Give an integer array $a_1, a_2, ..., a_n$ and an integer $k$. If you can either make $a_i = a_i - 1$ or $a_i = a_j$, what is the minimum number of steps you need to make the sum of array $\sum_{i=1}^n a_i <= k$?

Let's do it in a greedy way. Sort the array in an non-deceasing order. Apply operation one on $a_1$ $x$ times and apply operation two from $a_n$ $y$ times. The final array would look like $(a_1 - x), a_2, a_3, ..., a_{n - y}, (a_1 - x), (a_1 - x), ..., (a_1 - x)$. So we need to minimize the value of $x + y$ and we need $(a_1 - x) * (y + 1) + pref(n - y) - a_1 <= k$ where $pref$ is the prefix sum which can be precomputed beforehand.

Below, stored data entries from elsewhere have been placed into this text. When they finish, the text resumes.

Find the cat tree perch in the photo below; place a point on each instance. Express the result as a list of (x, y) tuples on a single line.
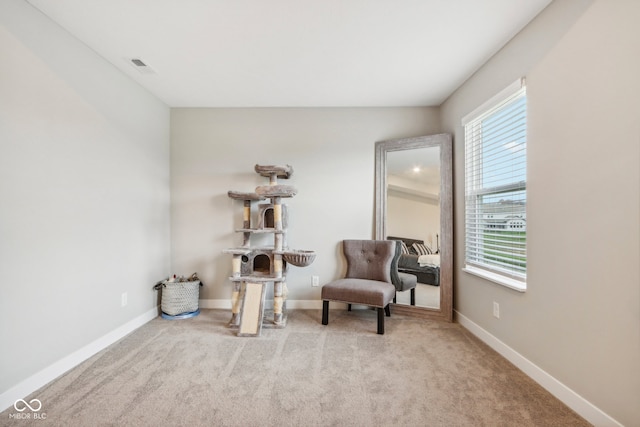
[(255, 267)]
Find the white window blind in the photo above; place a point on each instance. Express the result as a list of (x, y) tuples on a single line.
[(496, 186)]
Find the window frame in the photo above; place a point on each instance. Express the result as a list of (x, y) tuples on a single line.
[(501, 100)]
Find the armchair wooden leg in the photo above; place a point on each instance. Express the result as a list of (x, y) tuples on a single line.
[(325, 312), (381, 320)]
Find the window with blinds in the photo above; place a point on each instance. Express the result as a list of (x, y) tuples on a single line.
[(496, 188)]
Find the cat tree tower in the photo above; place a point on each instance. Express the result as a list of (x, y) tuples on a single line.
[(255, 267)]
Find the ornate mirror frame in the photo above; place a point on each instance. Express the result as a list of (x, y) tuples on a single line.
[(443, 141)]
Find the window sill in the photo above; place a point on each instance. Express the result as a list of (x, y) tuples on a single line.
[(497, 278)]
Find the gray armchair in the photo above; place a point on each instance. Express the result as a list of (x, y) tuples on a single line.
[(368, 278), (402, 281)]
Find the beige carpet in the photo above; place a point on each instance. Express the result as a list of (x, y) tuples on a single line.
[(196, 372)]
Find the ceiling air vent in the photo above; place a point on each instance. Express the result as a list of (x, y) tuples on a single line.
[(139, 65)]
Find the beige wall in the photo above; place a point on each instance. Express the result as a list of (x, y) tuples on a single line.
[(84, 198), (580, 317), (332, 154)]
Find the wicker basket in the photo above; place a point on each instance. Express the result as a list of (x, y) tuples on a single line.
[(180, 297)]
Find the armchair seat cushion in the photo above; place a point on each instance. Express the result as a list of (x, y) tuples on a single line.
[(359, 291), (407, 281)]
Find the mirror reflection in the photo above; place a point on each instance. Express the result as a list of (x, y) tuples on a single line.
[(413, 218)]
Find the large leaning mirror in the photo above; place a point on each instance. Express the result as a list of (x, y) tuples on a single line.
[(414, 206)]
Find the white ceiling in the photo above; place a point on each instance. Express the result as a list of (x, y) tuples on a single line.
[(296, 53)]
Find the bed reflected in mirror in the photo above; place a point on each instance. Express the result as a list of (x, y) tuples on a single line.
[(414, 207)]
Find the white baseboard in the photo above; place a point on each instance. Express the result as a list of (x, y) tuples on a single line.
[(36, 381), (569, 397)]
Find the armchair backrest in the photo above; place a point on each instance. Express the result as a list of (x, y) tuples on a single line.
[(395, 274), (369, 259)]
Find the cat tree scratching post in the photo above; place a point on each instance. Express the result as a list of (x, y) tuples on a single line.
[(253, 268)]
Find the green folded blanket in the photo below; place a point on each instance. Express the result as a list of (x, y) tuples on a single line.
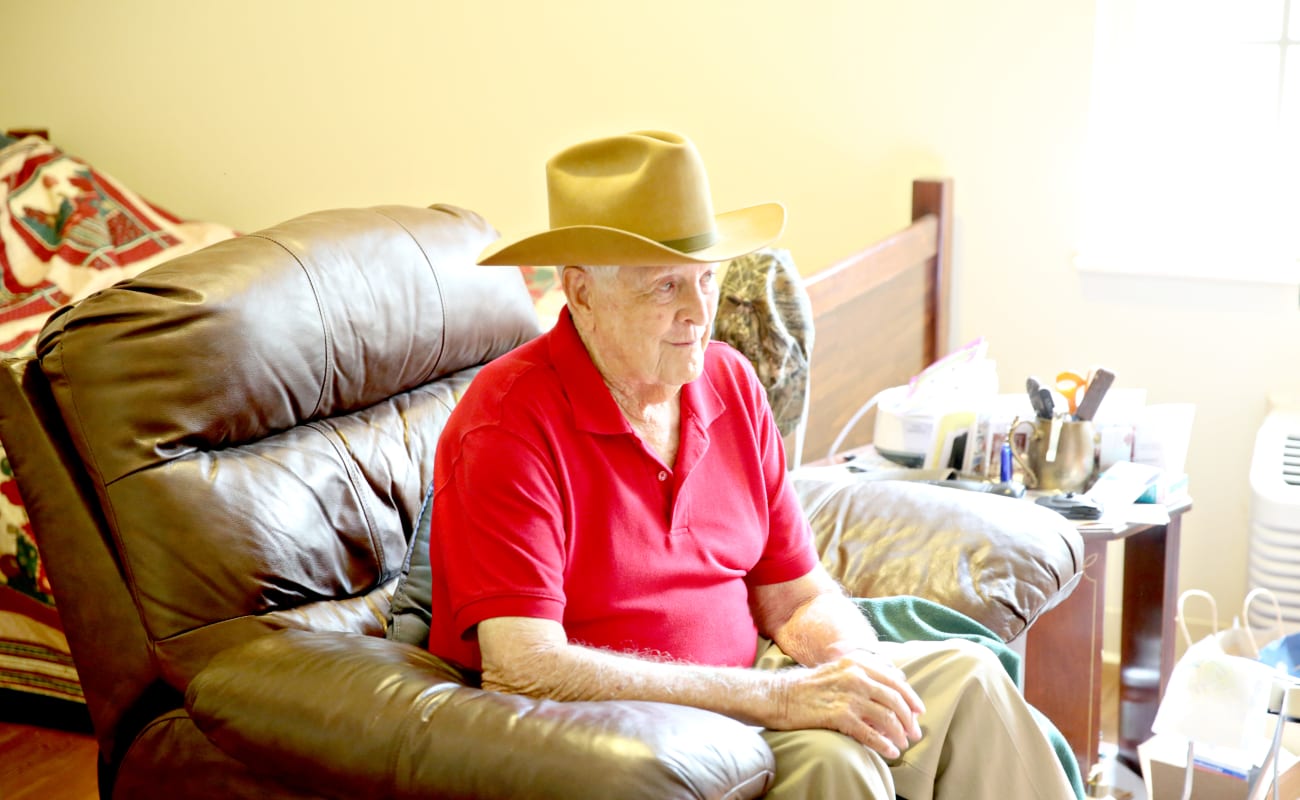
[(913, 618)]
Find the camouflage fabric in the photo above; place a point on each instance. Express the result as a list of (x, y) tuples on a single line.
[(763, 312)]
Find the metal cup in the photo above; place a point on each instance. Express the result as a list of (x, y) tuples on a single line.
[(1074, 465)]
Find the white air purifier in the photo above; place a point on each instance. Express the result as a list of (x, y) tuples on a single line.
[(1274, 546)]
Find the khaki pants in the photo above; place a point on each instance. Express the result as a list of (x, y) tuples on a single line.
[(980, 740)]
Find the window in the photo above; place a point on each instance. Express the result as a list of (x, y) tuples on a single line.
[(1194, 143)]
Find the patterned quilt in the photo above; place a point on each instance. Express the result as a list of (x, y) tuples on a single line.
[(66, 230)]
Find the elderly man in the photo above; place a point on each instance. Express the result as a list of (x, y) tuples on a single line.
[(614, 517)]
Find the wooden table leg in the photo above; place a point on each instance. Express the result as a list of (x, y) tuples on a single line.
[(1148, 632), (1062, 660)]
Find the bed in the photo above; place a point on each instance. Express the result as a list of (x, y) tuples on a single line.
[(889, 302), (66, 229)]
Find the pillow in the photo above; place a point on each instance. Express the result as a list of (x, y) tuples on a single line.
[(68, 229), (410, 615)]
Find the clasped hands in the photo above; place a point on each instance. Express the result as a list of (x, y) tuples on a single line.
[(862, 695)]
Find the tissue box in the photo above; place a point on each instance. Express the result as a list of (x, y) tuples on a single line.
[(1164, 760)]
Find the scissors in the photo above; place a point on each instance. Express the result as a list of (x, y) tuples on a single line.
[(1071, 385)]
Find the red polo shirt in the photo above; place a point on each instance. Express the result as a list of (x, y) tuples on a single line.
[(547, 505)]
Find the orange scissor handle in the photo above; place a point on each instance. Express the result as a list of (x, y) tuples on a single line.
[(1071, 385)]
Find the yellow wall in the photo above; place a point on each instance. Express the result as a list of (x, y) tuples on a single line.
[(248, 112)]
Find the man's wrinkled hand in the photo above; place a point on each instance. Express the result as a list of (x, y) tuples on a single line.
[(862, 695)]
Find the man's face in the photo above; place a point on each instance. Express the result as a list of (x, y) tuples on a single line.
[(649, 325)]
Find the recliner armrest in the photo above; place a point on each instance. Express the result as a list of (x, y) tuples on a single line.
[(352, 716)]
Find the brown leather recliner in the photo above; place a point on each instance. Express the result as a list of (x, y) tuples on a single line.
[(225, 459)]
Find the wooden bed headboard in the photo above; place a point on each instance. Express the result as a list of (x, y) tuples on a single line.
[(880, 316)]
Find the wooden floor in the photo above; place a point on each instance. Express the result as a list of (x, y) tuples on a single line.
[(56, 760), (48, 761)]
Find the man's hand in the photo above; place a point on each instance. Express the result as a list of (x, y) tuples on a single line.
[(861, 695)]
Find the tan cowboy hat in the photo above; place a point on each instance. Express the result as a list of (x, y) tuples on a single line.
[(638, 199)]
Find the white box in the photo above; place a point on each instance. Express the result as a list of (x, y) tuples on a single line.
[(1164, 762)]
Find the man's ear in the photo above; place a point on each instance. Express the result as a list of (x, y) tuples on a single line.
[(577, 290)]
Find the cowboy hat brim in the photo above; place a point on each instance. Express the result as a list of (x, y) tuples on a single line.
[(739, 232)]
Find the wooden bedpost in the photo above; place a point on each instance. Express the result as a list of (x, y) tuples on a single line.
[(935, 197)]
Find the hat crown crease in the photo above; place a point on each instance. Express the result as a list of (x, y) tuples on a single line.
[(642, 184)]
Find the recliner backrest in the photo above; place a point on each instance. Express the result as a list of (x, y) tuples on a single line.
[(255, 427)]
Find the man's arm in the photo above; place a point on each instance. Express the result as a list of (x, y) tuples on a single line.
[(533, 657)]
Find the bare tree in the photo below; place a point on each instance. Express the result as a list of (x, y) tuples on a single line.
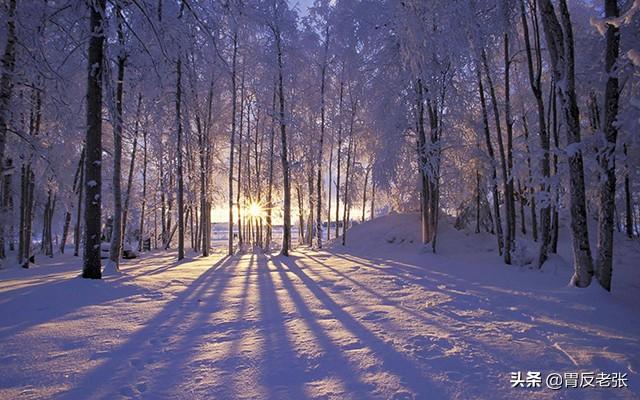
[(604, 260), (93, 162), (559, 35)]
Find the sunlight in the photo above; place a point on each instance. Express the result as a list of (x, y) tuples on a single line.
[(255, 210)]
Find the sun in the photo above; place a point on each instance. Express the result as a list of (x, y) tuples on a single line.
[(255, 210)]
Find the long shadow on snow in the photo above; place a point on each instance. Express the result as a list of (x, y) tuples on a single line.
[(71, 294), (411, 373), (544, 329), (124, 363), (283, 372), (333, 362)]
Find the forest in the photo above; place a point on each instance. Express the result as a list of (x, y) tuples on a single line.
[(319, 198)]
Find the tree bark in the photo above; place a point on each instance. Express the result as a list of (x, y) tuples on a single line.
[(503, 162), (180, 179), (322, 123), (233, 137), (339, 156), (132, 163), (144, 192), (116, 236), (627, 200), (535, 74), (6, 88), (93, 163), (494, 175), (286, 236), (560, 44), (77, 183), (604, 260)]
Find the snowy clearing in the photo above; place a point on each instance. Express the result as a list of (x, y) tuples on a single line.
[(379, 321)]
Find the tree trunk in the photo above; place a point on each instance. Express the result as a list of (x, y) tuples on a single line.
[(286, 236), (240, 133), (93, 162), (322, 123), (272, 135), (179, 154), (77, 183), (604, 261), (132, 163), (144, 192), (627, 200), (233, 137), (373, 197), (345, 213), (422, 165), (6, 88), (560, 43), (494, 175), (503, 162), (509, 125), (535, 73), (116, 237), (339, 156), (364, 191)]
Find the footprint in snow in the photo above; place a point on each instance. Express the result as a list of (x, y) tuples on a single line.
[(375, 316), (428, 347)]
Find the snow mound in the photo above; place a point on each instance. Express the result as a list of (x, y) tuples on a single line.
[(396, 231)]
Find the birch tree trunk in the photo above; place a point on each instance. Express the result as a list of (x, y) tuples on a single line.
[(503, 162), (272, 134), (339, 156), (132, 163), (286, 236), (6, 88), (627, 200), (93, 162), (180, 179), (535, 74), (116, 236), (322, 123), (492, 159), (144, 192), (559, 36), (604, 260), (77, 183), (233, 137)]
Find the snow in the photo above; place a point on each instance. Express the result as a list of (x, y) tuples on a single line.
[(381, 318)]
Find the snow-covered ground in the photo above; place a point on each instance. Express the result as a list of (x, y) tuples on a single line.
[(381, 318)]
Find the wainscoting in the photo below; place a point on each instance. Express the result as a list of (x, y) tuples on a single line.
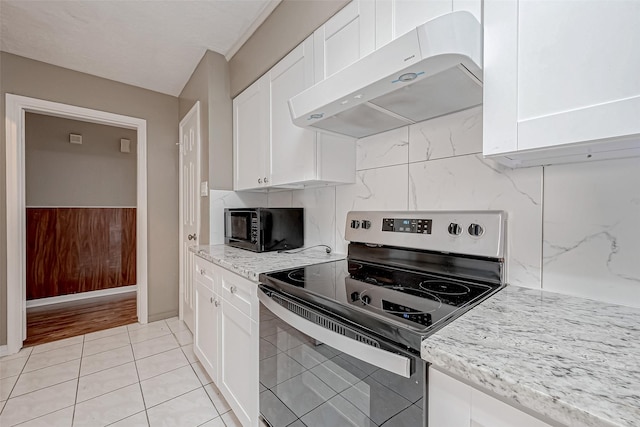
[(72, 250)]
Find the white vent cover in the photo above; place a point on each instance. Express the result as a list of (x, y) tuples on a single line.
[(75, 138)]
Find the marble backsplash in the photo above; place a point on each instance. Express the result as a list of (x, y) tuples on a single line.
[(571, 228)]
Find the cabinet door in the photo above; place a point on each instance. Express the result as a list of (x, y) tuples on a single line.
[(239, 360), (558, 74), (397, 17), (489, 412), (578, 78), (207, 322), (449, 401), (346, 37), (292, 147), (251, 136)]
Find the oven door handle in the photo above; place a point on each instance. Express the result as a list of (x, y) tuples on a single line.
[(395, 363)]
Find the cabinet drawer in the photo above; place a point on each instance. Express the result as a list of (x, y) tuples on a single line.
[(240, 293), (204, 274)]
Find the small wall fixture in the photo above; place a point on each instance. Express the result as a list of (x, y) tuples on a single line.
[(75, 138), (125, 145)]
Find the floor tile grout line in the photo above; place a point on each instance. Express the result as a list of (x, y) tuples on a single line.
[(75, 400), (41, 416)]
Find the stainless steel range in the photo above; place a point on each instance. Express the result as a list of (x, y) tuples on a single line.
[(340, 341)]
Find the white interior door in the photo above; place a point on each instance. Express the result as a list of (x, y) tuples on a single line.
[(189, 208)]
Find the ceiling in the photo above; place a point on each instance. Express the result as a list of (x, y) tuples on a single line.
[(154, 44)]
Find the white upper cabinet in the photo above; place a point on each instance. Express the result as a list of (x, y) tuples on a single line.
[(251, 124), (292, 146), (396, 17), (269, 150), (346, 37), (561, 75)]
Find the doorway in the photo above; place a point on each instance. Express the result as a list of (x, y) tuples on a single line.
[(16, 109)]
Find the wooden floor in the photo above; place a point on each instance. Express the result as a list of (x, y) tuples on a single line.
[(65, 320)]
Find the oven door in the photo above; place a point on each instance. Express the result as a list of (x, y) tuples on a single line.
[(313, 375)]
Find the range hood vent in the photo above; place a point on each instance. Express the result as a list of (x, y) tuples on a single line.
[(429, 72)]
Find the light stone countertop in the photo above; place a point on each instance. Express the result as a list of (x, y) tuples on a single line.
[(574, 360), (250, 264)]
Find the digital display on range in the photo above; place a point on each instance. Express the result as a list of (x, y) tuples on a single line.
[(407, 225)]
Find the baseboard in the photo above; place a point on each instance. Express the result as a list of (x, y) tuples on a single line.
[(162, 316), (80, 296)]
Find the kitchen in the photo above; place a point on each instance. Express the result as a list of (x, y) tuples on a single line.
[(584, 247)]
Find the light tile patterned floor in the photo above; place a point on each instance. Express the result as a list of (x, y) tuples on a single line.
[(135, 375)]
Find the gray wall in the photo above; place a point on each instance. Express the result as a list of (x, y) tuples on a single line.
[(288, 25), (94, 173), (35, 79), (209, 84)]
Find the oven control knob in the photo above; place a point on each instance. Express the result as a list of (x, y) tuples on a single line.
[(476, 230), (455, 229)]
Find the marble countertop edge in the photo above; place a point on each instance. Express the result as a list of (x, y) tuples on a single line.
[(508, 389)]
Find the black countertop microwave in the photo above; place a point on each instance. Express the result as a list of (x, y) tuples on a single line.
[(264, 229)]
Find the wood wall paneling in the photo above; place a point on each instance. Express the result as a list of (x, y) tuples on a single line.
[(71, 250)]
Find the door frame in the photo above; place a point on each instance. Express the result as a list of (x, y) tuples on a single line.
[(194, 110), (16, 107)]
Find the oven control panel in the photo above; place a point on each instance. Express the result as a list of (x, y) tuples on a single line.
[(478, 233), (407, 225)]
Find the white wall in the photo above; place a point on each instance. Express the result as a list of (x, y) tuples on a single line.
[(571, 228)]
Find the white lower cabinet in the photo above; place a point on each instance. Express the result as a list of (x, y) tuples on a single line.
[(207, 317), (239, 342), (453, 403), (226, 336), (207, 322)]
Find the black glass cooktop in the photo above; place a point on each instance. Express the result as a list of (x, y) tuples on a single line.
[(401, 297)]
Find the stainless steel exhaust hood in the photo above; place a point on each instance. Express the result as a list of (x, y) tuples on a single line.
[(429, 72)]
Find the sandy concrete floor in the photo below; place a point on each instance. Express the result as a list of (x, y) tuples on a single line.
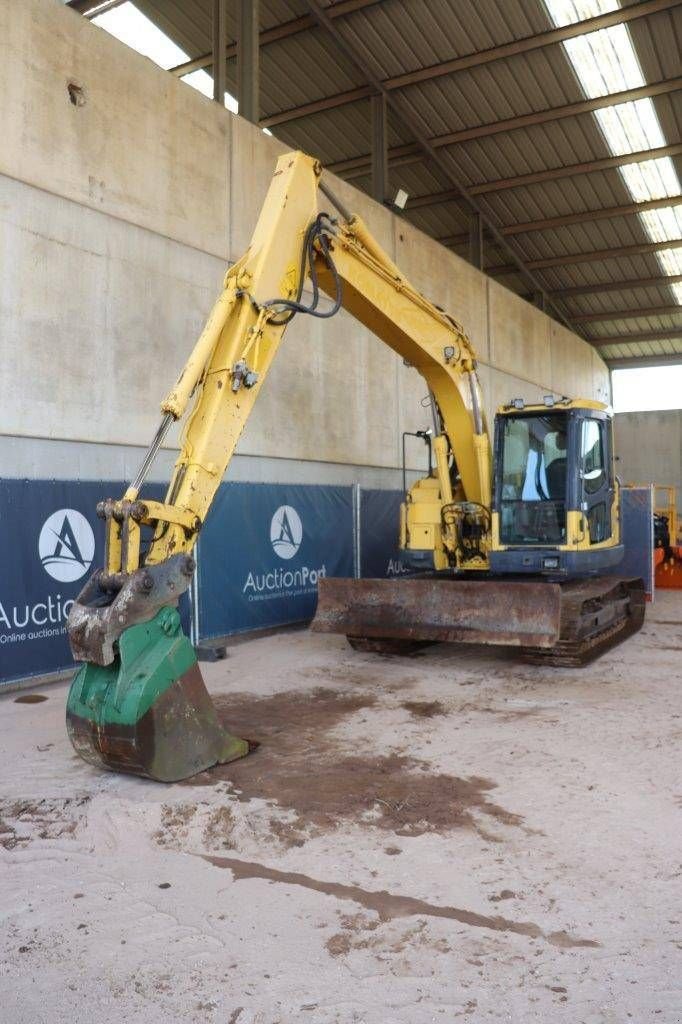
[(452, 836)]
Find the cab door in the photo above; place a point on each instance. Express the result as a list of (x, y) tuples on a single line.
[(596, 477)]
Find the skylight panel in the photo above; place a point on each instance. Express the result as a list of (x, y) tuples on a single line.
[(664, 225), (135, 30), (651, 179), (202, 81), (631, 127), (569, 11), (605, 62), (132, 28), (671, 260)]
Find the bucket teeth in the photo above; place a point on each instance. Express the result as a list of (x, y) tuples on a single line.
[(148, 713)]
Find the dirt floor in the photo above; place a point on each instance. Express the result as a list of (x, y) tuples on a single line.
[(455, 835)]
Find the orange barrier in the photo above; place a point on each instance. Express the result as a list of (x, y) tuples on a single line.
[(668, 572)]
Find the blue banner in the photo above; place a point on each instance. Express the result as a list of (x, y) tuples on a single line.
[(50, 542), (263, 549), (380, 534)]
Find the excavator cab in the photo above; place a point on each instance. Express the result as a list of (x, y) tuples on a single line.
[(484, 527), (555, 498)]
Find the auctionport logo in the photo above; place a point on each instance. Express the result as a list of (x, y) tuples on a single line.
[(286, 531), (66, 545)]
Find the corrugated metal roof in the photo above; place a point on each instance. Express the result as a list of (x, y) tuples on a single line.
[(392, 38)]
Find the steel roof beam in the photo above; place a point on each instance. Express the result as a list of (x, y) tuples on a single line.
[(414, 124), (613, 314), (521, 121), (469, 60), (633, 339), (595, 256), (663, 281), (537, 177), (643, 360), (606, 213), (273, 35)]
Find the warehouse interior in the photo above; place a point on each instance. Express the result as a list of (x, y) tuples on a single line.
[(415, 835)]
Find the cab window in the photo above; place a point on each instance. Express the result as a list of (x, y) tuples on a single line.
[(592, 453)]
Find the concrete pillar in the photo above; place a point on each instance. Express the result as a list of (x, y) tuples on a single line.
[(540, 300), (219, 36), (476, 241), (248, 73), (379, 148)]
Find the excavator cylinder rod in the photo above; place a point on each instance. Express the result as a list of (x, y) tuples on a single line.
[(561, 623), (148, 712)]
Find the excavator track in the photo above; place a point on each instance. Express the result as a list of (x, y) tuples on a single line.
[(597, 616), (547, 623)]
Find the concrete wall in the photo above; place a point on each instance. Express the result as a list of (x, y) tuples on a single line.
[(649, 449), (117, 218)]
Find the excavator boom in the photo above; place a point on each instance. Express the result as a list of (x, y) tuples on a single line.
[(138, 704)]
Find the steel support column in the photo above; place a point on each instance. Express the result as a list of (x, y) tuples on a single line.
[(476, 241), (379, 148), (248, 72), (219, 33)]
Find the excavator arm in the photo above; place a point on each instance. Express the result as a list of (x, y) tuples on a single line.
[(139, 704), (262, 292)]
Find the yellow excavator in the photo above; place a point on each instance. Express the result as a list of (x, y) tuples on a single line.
[(507, 546)]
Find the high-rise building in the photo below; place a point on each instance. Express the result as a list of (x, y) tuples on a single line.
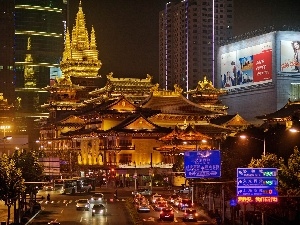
[(7, 49), (44, 24), (189, 33)]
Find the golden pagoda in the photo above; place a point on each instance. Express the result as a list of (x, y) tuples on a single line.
[(80, 57), (207, 95), (30, 81)]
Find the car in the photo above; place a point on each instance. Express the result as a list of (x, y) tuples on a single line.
[(184, 204), (83, 204), (48, 188), (97, 197), (54, 223), (172, 198), (166, 214), (142, 191), (190, 215), (155, 197), (185, 190), (160, 206), (98, 209), (144, 207)]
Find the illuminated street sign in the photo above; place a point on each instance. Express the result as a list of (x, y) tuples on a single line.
[(202, 164), (257, 184), (242, 199), (256, 172)]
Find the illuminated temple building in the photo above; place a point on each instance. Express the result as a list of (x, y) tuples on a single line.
[(129, 125)]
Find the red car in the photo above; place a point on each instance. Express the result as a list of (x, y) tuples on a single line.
[(167, 214)]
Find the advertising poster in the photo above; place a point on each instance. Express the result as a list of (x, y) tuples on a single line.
[(247, 66), (290, 56)]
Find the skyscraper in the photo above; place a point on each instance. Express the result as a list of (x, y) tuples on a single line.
[(7, 49), (189, 32), (44, 24)]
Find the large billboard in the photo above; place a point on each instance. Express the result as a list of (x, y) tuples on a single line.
[(290, 56), (247, 66)]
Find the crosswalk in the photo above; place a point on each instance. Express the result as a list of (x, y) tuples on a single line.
[(72, 201)]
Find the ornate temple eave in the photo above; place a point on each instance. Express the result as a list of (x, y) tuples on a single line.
[(179, 117)]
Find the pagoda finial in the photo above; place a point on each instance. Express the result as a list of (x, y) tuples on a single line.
[(93, 39)]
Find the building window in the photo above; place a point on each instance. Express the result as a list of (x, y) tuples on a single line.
[(125, 158), (295, 91)]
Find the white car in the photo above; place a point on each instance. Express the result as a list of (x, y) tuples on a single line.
[(185, 190), (142, 192), (155, 197), (144, 207), (83, 204), (97, 197)]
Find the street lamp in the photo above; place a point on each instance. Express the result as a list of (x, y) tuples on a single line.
[(263, 140)]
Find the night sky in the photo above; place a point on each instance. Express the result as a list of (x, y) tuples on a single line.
[(127, 30)]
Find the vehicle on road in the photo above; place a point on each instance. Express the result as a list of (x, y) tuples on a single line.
[(184, 204), (159, 206), (98, 209), (144, 207), (48, 187), (97, 197), (155, 197), (167, 214), (190, 215), (83, 204), (142, 191), (172, 198), (185, 190)]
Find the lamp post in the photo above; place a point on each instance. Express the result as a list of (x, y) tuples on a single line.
[(263, 140)]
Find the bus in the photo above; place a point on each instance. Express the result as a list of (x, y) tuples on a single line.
[(74, 185), (66, 186), (87, 184)]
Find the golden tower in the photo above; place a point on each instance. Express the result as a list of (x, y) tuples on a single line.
[(80, 57)]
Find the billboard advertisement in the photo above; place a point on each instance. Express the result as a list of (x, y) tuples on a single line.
[(290, 56), (247, 66)]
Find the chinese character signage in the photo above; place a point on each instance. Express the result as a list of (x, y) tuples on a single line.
[(202, 164), (257, 184)]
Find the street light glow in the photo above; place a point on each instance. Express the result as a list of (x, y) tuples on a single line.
[(263, 140)]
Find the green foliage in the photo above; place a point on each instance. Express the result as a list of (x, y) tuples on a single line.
[(290, 175), (31, 169), (178, 166), (11, 180)]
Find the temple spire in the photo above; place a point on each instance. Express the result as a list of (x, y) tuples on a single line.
[(93, 39), (80, 56)]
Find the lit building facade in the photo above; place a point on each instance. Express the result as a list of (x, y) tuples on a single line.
[(260, 72), (189, 33)]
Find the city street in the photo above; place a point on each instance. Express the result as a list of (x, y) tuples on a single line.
[(62, 208)]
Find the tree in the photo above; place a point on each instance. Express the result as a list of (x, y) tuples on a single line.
[(11, 182), (290, 179)]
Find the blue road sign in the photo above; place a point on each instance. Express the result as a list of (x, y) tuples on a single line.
[(202, 164), (256, 182), (257, 191), (256, 172), (260, 182)]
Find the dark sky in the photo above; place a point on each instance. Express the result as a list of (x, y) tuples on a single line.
[(127, 30)]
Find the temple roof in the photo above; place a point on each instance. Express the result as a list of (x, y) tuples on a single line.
[(135, 89), (285, 113), (230, 121), (171, 102)]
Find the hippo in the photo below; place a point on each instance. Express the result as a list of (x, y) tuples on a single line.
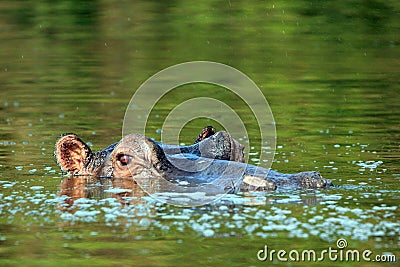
[(214, 162)]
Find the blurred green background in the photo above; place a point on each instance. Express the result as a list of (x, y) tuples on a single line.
[(329, 69)]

Rearrange it to get the minimum possible $x$ by iterating $y$ ,

$$x = a_1 - \lfloor \frac{k - pref(n - y) + a_1}{y + 1} \rfloor$$

Solution:

long long safe_floor(long long x, long long y) {
    long long res = x / y;
    while (res * y > x) res--;
    return res;
}

void solve() {
    long long n, k; cin >> n >> k;
    vector<long long> a(n);
    long long sum = 0;
    for (int i = 0; i < n; i++) {
        cin >> a[i];
    }
    sort(a.begin(), a.end());
    vector<long long> pref(n + 1);
    for (int i = 0; i < n; i++) {
        pref[i + 1] = pref[i] + a[i];
    }
    long long ans = 9e18;
    for (int y = 0; y < n; y++) {
        long long x  = a[0] - safe_floor(k - pref[n - y] + a[0], y + 1);
        x = max(0LL, x);
        ans = min(ans, x + y);
    }
    cout << ans << endl;
}